Estava lá o Luiz Henrique Mandetta prestando seu depoimento na CPI da Covid, o senador Eduardo Girão fazendo suas perguntas e, de repente não mais que de repente, aparece a mãe de todos os mitos da tese do conflito entre ciência e fé.
Girão queria saber do ex-ministro o que ele faria se, mais adiante, ficasse comprovado que o tal do “tratamento precoce” funciona mesmo. Mandetta deu umas voltas e o senador, tendo direito a uma pergunta final, lembrou que, quando apareceu a gripe H1N1, o Tamiflu foi receitado ainda antes que sua eficácia estivesse totalmente comprovada, e perguntou se a prescrição daquele medicamento teria sido um crime. O ex-ministro, então, fez um discurso sobre como funciona a ciência, dizendo que “não existe verdade absoluta, você vai lá e submete a sua verdade, e submete aos pares. Se não fosse assim o Iluminismo não teria existido, a era da ciência, estaríamos nas trevas, estaríamos ainda com crendices e bruxices”; acrescentou que “muitas vezes a gente acredita em uma coisa e depois a gente fala ‘puxa, o que eu acreditava na verdade não era’”, e emendou: “Quando a gente fala ‘o cientista tem de decidir dessa maneira’... a Igreja Católica já fez loucuras, até com Galileu Galilei, fez ele desfazer que a Terra era o centro do universo”. Está tudo a partir das 2h20min do vídeo.
Sobre o Iluminismo, para começo de conversa, o método científico já tinha aparecido antes dos filósofos iluministas. A “era da ciência” já corria a pleno vapor. O que o Iluminismo fez, graças aos revolucionários franceses por ele inspirados, foi pegar a ciência, a “razão”, colocá-la num pedestal bem acima do seu verdadeiro papel, e transformá-la, quem diria, em uma nova religião, em cujo nome aliás foram cometidas muitas barbaridades, como lembra o João Pereira Coutinho em sua última coluna. Mas vamos ao Galileu.

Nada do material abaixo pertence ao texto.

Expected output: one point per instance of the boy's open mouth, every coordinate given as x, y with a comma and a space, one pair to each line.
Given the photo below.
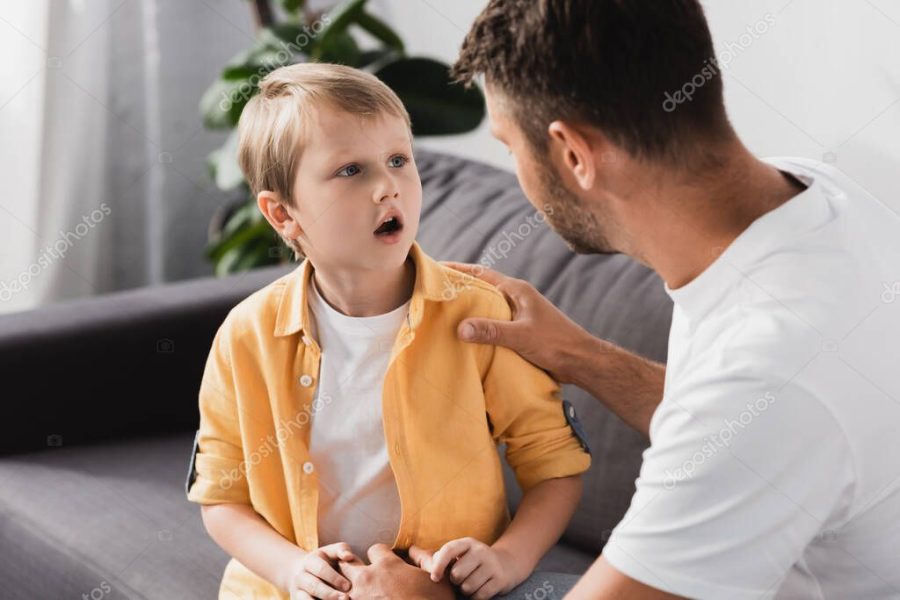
389, 226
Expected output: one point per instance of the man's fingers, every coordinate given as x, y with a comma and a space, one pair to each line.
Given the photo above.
465, 566
443, 557
421, 557
324, 571
380, 552
487, 331
336, 552
317, 588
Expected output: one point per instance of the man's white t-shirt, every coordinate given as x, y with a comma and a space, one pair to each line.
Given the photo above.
358, 498
774, 465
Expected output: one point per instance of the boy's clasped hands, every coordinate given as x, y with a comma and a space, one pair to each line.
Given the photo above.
334, 572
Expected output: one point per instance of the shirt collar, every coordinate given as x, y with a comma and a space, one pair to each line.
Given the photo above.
804, 212
431, 284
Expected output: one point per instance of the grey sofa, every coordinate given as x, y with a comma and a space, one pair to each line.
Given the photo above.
99, 403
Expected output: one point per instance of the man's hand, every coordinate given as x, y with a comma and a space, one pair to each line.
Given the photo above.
314, 574
389, 577
480, 571
539, 331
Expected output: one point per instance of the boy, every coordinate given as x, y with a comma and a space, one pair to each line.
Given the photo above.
337, 408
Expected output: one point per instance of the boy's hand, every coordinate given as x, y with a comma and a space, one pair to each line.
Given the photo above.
480, 571
314, 574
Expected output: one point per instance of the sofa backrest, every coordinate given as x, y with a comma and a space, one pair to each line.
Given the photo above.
130, 363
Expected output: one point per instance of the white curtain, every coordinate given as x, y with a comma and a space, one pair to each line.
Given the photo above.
98, 109
102, 149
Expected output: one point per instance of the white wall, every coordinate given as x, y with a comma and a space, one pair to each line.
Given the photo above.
816, 78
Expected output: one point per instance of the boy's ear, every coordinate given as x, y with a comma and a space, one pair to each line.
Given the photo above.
277, 214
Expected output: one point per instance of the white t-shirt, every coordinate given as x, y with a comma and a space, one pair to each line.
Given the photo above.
774, 465
358, 499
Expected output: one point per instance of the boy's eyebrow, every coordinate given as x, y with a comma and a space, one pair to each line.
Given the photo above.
344, 154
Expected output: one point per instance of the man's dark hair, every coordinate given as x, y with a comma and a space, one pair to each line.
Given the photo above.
623, 66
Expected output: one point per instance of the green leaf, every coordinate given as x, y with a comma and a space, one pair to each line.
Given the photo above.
244, 235
380, 30
291, 7
223, 101
336, 22
224, 164
340, 48
436, 105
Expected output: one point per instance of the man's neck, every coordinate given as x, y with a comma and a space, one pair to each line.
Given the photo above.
366, 293
689, 221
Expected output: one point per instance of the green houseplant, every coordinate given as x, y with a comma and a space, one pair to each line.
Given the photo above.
288, 32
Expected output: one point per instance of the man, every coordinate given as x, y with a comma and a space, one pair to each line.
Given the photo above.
774, 465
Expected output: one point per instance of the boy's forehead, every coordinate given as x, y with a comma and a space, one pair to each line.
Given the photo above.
335, 130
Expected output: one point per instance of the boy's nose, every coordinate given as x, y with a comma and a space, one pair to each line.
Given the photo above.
380, 197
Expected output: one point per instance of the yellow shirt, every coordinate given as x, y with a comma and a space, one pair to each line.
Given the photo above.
446, 405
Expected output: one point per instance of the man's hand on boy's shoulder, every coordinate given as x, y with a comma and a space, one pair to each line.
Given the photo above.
539, 332
389, 576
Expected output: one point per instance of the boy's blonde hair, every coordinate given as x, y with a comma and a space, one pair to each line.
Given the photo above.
272, 125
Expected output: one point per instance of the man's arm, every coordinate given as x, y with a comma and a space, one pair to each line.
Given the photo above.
603, 581
627, 384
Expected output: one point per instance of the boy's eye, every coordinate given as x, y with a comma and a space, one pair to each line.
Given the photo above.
348, 171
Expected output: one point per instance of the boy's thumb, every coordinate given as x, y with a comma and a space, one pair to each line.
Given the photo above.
482, 331
421, 557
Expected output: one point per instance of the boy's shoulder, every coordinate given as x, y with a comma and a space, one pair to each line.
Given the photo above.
259, 311
473, 295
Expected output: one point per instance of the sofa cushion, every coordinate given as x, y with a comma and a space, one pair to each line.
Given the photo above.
109, 517
475, 213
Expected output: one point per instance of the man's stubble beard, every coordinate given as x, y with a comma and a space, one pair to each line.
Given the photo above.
570, 219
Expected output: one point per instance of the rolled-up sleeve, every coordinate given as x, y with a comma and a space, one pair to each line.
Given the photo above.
527, 414
217, 473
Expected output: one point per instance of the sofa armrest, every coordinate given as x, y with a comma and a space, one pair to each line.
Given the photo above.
122, 364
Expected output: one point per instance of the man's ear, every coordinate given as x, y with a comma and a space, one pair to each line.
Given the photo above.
276, 213
578, 153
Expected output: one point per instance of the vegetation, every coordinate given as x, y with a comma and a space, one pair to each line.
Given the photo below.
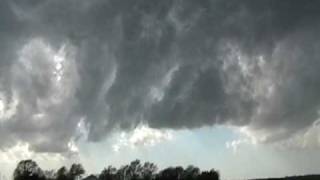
29, 170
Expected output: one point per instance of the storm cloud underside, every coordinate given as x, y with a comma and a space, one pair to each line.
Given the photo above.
113, 65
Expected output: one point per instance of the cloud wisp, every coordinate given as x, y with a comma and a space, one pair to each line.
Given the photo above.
113, 65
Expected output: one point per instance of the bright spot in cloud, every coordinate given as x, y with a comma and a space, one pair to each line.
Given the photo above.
142, 136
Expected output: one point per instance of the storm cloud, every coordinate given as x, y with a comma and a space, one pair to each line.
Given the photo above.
113, 65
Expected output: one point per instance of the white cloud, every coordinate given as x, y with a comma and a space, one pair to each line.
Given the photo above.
141, 136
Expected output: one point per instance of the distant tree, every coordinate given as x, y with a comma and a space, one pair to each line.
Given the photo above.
91, 177
171, 173
28, 170
50, 175
148, 171
191, 173
76, 171
209, 175
108, 173
62, 174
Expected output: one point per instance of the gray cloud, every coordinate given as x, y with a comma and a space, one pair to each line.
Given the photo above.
169, 64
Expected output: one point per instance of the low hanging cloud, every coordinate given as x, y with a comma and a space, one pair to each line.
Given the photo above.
113, 65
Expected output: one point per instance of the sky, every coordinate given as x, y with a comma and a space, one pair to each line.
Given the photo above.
231, 85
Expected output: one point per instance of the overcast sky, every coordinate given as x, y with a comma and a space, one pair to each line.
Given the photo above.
232, 85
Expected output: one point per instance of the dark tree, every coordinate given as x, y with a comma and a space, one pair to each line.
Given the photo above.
76, 171
28, 170
62, 174
108, 173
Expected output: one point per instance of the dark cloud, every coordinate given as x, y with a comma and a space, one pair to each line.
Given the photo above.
169, 64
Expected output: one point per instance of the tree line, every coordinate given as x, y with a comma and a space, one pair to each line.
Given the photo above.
29, 170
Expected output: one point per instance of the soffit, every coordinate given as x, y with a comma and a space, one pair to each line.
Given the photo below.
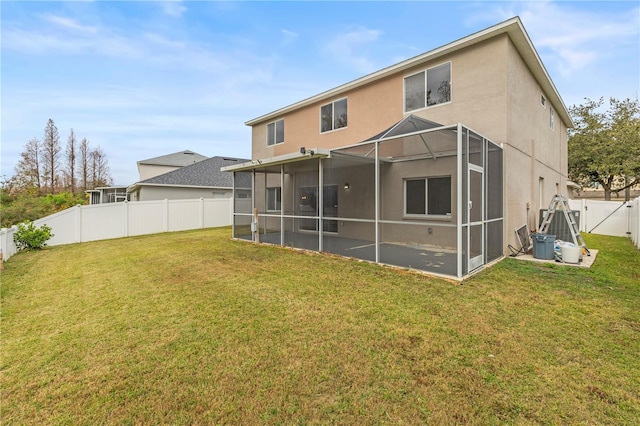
512, 27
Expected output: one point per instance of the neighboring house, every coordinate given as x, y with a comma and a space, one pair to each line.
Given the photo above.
429, 164
203, 179
167, 163
107, 194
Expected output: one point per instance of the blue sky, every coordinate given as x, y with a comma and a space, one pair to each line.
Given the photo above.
143, 79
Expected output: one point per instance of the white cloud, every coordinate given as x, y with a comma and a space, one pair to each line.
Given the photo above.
69, 23
572, 39
173, 8
351, 48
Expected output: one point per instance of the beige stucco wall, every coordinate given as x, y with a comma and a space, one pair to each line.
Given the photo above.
478, 78
147, 171
535, 153
493, 92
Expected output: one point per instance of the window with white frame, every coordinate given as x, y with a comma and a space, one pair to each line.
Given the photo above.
274, 199
275, 132
333, 116
427, 88
427, 196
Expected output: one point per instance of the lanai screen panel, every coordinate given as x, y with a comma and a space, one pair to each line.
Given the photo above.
242, 205
494, 203
268, 201
301, 203
349, 202
418, 202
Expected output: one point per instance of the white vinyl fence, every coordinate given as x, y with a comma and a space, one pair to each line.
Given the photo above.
615, 218
80, 224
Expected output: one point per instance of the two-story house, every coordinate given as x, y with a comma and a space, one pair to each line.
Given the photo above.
428, 164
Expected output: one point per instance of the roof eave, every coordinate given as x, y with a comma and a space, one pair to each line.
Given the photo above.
273, 161
513, 27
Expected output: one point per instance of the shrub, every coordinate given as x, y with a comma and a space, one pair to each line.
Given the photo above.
30, 237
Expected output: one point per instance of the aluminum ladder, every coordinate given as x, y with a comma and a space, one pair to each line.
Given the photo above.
560, 202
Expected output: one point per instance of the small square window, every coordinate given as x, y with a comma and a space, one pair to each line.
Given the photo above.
275, 132
428, 88
333, 116
428, 196
274, 199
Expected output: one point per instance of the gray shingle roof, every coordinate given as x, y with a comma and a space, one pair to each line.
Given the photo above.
178, 159
203, 173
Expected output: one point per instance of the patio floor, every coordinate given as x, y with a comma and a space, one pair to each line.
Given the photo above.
429, 259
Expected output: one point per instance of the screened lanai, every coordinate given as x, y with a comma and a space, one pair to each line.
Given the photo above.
418, 195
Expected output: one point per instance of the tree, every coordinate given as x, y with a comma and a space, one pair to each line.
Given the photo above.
604, 146
71, 162
51, 156
83, 162
99, 168
28, 169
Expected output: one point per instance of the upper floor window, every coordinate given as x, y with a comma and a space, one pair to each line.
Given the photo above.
333, 116
274, 198
275, 132
427, 88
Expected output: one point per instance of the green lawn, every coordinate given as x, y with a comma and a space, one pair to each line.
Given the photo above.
194, 328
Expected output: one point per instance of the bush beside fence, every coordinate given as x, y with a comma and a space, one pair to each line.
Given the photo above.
116, 220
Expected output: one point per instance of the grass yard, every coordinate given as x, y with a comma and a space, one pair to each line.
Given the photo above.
194, 328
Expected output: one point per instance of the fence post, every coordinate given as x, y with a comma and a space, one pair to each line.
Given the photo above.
166, 216
126, 218
201, 213
79, 225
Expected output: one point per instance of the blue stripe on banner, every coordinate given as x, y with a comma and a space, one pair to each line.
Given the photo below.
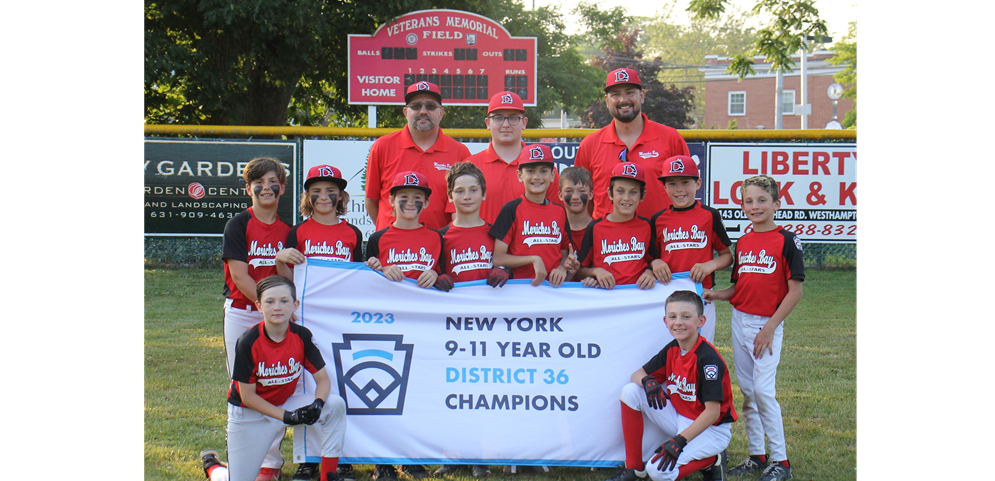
485, 462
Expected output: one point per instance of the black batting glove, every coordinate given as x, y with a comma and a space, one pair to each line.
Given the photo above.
668, 453
654, 393
498, 276
313, 412
444, 283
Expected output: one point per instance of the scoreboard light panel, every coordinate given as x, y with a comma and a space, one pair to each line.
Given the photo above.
470, 58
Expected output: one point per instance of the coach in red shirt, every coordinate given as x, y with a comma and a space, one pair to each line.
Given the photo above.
420, 146
631, 137
506, 120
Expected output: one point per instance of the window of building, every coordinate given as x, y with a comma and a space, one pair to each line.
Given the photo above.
737, 103
788, 101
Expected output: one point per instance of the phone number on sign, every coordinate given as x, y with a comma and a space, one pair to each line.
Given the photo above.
828, 230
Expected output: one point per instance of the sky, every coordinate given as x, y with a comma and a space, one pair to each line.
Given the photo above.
837, 13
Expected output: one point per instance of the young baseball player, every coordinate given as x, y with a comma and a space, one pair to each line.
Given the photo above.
575, 193
251, 241
767, 285
270, 357
532, 234
685, 392
407, 248
469, 247
617, 248
688, 232
323, 235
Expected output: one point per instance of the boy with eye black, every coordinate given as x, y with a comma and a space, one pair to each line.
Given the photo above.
249, 247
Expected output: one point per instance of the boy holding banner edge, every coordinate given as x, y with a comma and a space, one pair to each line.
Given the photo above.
690, 374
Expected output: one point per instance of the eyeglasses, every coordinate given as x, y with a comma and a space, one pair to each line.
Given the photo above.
430, 106
513, 120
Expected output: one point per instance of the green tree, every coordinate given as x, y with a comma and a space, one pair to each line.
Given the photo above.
790, 22
846, 54
666, 104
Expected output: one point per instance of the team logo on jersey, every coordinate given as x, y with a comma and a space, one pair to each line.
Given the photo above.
535, 152
677, 166
372, 372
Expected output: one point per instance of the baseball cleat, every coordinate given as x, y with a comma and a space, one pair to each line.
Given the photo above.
750, 465
384, 472
480, 471
307, 472
776, 472
346, 473
717, 471
209, 458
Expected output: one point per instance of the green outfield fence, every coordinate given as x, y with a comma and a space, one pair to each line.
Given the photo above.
206, 251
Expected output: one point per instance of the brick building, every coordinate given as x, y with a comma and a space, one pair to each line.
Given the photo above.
750, 102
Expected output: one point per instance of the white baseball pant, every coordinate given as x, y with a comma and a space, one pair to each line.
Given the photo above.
669, 424
757, 378
250, 434
237, 321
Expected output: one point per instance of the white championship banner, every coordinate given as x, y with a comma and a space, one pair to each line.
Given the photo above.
515, 375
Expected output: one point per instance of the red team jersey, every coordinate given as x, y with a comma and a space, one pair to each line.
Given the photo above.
468, 252
690, 380
412, 250
532, 229
339, 242
601, 151
762, 266
274, 367
249, 240
503, 185
624, 249
397, 152
688, 236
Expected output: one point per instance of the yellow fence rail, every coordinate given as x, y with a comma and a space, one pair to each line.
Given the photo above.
290, 131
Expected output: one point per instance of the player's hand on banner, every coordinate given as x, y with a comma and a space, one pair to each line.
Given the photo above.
540, 267
312, 411
290, 256
661, 270
763, 342
647, 280
444, 283
668, 453
499, 276
654, 393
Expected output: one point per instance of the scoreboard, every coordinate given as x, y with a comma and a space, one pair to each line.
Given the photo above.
470, 58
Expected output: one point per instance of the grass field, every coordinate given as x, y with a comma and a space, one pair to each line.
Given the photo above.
186, 384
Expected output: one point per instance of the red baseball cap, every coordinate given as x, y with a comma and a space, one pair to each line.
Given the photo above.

Descontemos o lapso, já que o que Galileu “desfez” foi o Sol no centro, e não a Terra, e vamos pressupor que o ex-ministro estava fazendo uma crítica a interferências externas na ciência. Afinal, o movimento dos astros e a eficácia de remédios são temas estritamente científicos nos quais nem o poder político, nem o poder religioso teriam nada a dizer, menos ainda a impor. Imagino que Mandetta estivesse querendo dizer algo do tipo “como a Igreja quis impor uma convicção sobre o movimento dos astros pra cima de Galileu, o presidente quis impor uma convicção sobre a eficácia do tratamento precoce pra cima de mim, e isso está errado porque essas definições são assunto para os cientistas, deixemos que eles trabalhem”.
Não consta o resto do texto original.